IIJA Funding Projection
|Energy and Power
|Western Water Infrastructure
The next question is, how much do we typically spend on transportation and infrastructure? A 2019 Brookings Institute analysis of Congressional Budget Office data suggests that this spending has trended downward since 2007 with a range of roughly $430 – $470 billion per year (Shifting into an era of repair: US infrastructure spending trends; Brookings Institute, 2019). Another important finding of this report is that spending has trended away from capital programs and toward repair and refurbishment of existing infrastructure, what the Brooking’s Institute refers to as the “Era of Repair.”
While repair projects are expected to remain dominant, there are a number of positive developments and infrastructure expansions that are known to have already benefitted from IIJA funding, such as airport and seaport expansions and, notably, the long-dormant I-86 expansion project in New York, which has been added to the New York State Department of Transportation’s 5-Year Capital Plan with at least $1 billion in new funding, partially from the IIJA infusion.
Based upon the capital infusion projections, the maximum demand increase as a result of the IIJA is 12% ($55 billion new funding vs. $450 average spending). And indeed, many commentators have speculated that this infusion will result in a boom in demand for infrastructure construction materials and an increase in activity within the eminent domain and condemnation space to facilitate new development .

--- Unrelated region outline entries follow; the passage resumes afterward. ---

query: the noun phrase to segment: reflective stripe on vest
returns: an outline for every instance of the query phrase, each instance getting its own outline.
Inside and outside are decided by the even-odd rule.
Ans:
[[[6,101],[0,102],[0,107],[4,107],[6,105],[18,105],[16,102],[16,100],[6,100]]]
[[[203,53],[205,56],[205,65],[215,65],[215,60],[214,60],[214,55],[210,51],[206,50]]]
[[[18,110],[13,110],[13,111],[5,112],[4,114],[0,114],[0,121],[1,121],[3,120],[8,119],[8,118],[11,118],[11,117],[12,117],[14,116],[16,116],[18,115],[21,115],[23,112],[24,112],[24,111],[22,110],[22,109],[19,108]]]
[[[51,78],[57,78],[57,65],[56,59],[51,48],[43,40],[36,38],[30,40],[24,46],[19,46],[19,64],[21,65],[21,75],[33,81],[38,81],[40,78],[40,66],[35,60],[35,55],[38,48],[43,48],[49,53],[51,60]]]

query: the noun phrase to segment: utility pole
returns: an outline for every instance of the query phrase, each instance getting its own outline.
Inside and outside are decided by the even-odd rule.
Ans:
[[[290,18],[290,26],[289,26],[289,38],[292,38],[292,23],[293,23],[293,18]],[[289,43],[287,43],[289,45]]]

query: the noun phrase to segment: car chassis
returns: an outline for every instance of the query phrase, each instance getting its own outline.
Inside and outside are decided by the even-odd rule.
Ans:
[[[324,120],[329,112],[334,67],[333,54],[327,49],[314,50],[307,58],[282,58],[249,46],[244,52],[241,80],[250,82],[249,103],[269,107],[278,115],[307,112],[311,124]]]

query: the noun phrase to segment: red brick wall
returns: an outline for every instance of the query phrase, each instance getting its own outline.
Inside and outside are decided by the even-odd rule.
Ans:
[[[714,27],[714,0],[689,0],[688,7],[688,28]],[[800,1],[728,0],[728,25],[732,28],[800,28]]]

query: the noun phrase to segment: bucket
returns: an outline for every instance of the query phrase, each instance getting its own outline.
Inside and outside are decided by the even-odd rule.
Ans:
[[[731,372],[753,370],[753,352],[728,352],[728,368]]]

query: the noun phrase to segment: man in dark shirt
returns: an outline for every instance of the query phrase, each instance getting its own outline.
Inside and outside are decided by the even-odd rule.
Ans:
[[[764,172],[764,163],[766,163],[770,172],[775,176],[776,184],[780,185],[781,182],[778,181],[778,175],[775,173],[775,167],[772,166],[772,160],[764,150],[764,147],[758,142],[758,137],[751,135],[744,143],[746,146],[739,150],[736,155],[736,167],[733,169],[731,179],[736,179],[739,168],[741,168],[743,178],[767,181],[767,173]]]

But does the new spending offset recent inflation? The IIJA was signed into law in November 2021. Thus, several inflation indicators are reviewed to see how the construction materials market has changed its implementation. The first indicator is the Marshall & Swift Valuation Services Cost Manual (Table 6). General real estate construction cost is presented, followed by Subdivision & Yard Costs, which include cost of roadways. The effective dates of these are December 2022. Many construction classes have already experienced inflation of 12% or greater since the IIJA passed.
More specific to the infrastructure and transportation sectors, the Federal Highway Administration publishes the National Highway Construction Cost Index on a quarterly basis. As noted in Table 7, from 4Q2021 to 2Q2022, two quarters post-IIJA, the index increased 17% from 2.18 to 2.55. Consequently, the cost of construction has already outpaced all new spending projected from the IIJA.
Overall, the data suggests that additional funding provided to transportation and infrastructure projects over the next decade is unlikely to offset inflation and, therefore, should not create a demand-side driver of future inflation or increased competition with real estate construction programs for construction and mined products.
Economic conditions and energy prices play a large role in construction costs, with falling commodity prices being a leading indicator of recession. With speculation about an impending recession (or soft landing) and the observation that energy prices are falling (oil has fallen from a high of $147/barrel in June 2022 with a projection of $77/barrel in 2024 per the US Energy Information Administration), construction material cost are expected to stabilize in the next two years.
 Excerpts from Valuation Magazine, Q2 2022, “Infrastructure in Favor,” The Appraisal Institute, Chicago.